Los últimos estudios han revelado que, a pesar de la notable salud de los ancianos tsimanes en términos cardiovasculares, ciertos índices que hasta hace años eran invisibles han empezado a aparecer en las tablas de estadísticas.
“Cuando comenzamos con este estudio en 2003 los casos de diabetes no llegaban a dos entre todas las personas analizadas. Ahora, esos casos se han multiplicado por ocho”, ejemplifica Eid.
También los niveles de colesterol han comenzado a aumentar entre la población más joven.
“Cualquier pequeño cambio en sus costumbres termina afectando esos índices de salud. Por ejemplo, la introducción de los peque-peque”, añade el médico.
El peque-peque es un motor fuera de borda de unos seis caballos de fuerza que debido a su tamaño y a su bajo costo se ha convertido en el favorito de quienes navegan el Maniqui.
Este simple relevo -de los remos al motor- ha traído cambios en algunos hábitos alimenticios de los tsimanes: al acortar las distancias con los centros de abastecimiento, ahora pueden acceder a alimentos como azúcar, harina y aceite para frituras.
“Además, están dejando de remar, que es una de las actividades físicas más exigentes.
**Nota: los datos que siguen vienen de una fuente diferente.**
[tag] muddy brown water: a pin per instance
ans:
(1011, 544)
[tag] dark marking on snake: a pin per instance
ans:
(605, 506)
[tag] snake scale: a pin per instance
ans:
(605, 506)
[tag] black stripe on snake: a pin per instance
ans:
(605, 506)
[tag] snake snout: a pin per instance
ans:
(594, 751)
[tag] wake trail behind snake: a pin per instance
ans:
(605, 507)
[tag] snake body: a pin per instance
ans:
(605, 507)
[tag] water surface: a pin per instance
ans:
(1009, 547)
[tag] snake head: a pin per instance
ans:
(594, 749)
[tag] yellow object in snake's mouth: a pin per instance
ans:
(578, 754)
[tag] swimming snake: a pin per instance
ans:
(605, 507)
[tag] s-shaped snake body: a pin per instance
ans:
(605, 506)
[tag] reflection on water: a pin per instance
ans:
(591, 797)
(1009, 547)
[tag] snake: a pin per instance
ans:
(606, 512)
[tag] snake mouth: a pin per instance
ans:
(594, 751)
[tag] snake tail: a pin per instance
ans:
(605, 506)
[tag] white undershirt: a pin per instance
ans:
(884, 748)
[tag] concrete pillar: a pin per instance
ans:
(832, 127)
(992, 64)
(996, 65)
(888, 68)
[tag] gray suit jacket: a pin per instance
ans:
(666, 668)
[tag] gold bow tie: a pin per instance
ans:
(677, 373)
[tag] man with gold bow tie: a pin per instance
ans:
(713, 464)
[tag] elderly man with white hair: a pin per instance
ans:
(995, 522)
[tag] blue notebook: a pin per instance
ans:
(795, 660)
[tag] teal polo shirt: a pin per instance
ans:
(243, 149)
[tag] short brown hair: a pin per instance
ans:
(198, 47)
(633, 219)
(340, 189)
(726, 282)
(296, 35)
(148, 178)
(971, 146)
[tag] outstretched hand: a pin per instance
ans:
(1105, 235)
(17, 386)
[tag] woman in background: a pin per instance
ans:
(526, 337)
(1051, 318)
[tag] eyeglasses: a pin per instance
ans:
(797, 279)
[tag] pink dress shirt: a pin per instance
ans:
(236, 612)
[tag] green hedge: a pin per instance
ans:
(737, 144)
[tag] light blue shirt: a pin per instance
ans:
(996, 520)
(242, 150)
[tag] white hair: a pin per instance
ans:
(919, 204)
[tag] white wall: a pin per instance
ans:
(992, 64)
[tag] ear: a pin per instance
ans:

Y estos alimentos son los que producen el aumento en los niveles de colesterol y sin duda inciden en que ahora notemos casos de diabetes y de obesidad”, indica Eid.
Sin embargo, más allá de los traspiés, los investigadores señalan que hay lecciones para aprender de los estudios de los tsimanes.
“Es simple: gastan mucha más energía o calorías de las que consumen a diario. Y aunque cada vez comen menos debido a los problemas que tienen para asegurar su alimento, eso no significa que los ancianos dejen de estar activos”, concluye Kaplan.
Para los propios tsimanes, la principal lección de todos estos números y resultados de estudios es demostrar que se puede ser feliz con poco.
“A nosotros, a pesar de las evidentes necesidades, con lo que nos da la tierra nos basta. Por eso somos personas tranquilas, sin afanes y por lo general estamos de buen humor”, le cuenta a BBC Mundo Justina Canchi, una de las líderes de un movimiento que promueve los derechos de las mujeres tsimanes que tiene su sede en Misión Fátima.
Y añade: “La pandemia fue el mejor ejemplo de eso: mientras al mundo entero lo encerraban y se enfermaba, acá la vida siguió igual, sin cuarentena, sin infecciones, porque todo lo teníamos a la mano para sobrevivir”.
Hilda termina el examen cognitivo y vuelve con Salomón, que la espera en su pequeña casa de madera y jatata. En las paredes no cuelgan cuadros ni retratos familiares sino frutas de chontu y racimos de plátano pintón que serán utilizadas en la cena. Hilda está contenta de que la lluvia, tras dos días intensos, se ha detenido y ella podrá regresar a su chaco a recolectar el arroz.
También está feliz, nos cuenta, porque hace poco sus hijos y nietos, “que no me desamparan”, le mataron un cerdo para celebrar “sus 100 años o algo así”. Muchos tsimanes no saben su edad exacta. Ni les importa saberla.
“No tengo miedo de morir” -nos dice con una carcajada-, “porque me van a enterrar y yo me voy a quedar ahí. Muy quieta”.
Mira a Salomón, nos mira y vuelve a reír.